Intervenant à la Conférence de Munich sur la sécurité, Mme Harris, une ancienne procureure, a fait une énumération glaçante des exactions attribuées à Moscou, citant les bombardements systématiques visant les civils et les infrastructures critiques, les tortures et les viols attribués aux soldats russes, les déportations d’Ukrainiens en Russie, notamment de milliers d’enfants séparés de leur famille.

« Nous avons examiné les preuves, nous connaissons les normes juridiques et il n’y a pas de doute : ce sont des crimes contre l’humanité », a-t-elle déclaré.

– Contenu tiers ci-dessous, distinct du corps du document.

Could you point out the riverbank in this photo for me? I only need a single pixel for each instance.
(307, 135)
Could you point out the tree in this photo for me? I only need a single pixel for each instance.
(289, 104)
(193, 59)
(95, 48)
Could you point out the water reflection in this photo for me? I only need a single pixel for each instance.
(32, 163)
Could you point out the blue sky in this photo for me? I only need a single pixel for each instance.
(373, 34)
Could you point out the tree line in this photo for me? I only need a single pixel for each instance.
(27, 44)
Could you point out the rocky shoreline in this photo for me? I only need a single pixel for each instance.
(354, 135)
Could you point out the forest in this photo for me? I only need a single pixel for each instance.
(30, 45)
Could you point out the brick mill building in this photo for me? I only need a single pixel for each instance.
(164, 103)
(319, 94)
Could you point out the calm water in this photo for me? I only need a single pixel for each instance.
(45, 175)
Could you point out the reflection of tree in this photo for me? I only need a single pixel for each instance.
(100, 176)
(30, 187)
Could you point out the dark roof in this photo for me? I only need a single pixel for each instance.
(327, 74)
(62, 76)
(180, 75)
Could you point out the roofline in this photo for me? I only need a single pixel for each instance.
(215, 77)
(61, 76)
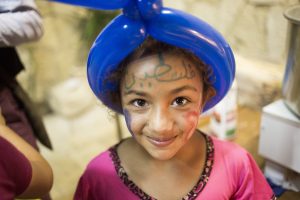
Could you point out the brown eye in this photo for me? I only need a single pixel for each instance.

Depuis le début de l’invasion, les États-Unis ont documenté ou répertorié plus de 30 600 cas de crimes de guerre commis par les forces russes en Ukraine, précise le département d’État américain.

Le ministre des Affaires étrangères ukrainien, Dmytro Kouleba, a salué la position américaine et accusé de nouveau Moscou « de guerre génocidaire » en Ukraine, lors d’une conférence de presse en marge de la Conférence.

Il a dit toutefois craindre qu’il ne soit pas possible de réunir suffisamment de preuves pour poursuivre en justice « des individus précis » ayant commis « des atrocités ».

Kyiv a appelé à la mise en place d’un tribunal spécial pour juger les plus hauts responsables russes, mais sa forme exacte soulève des questions juridiques complexes.

Risques que « Poutine gagne »

Réunis à Munich en marge de la Conférence, les chefs de la diplomatie des grandes puissances du G7 ont réaffirmé parallèlement dans un communiqué leur « solidarité inébranlable avec l’Ukraine, aussi longtemps que nécessaire », près d’un an après le lancement de l’invasion russe le 24 février 2022.

Plus tôt, le secrétaire général de l’OTAN, Jens Stoltenberg, avait mis en garde contre une défaite de l’Ukraine, alors que la Russie est en train de mobiliser « des centaines de milliers de troupes ».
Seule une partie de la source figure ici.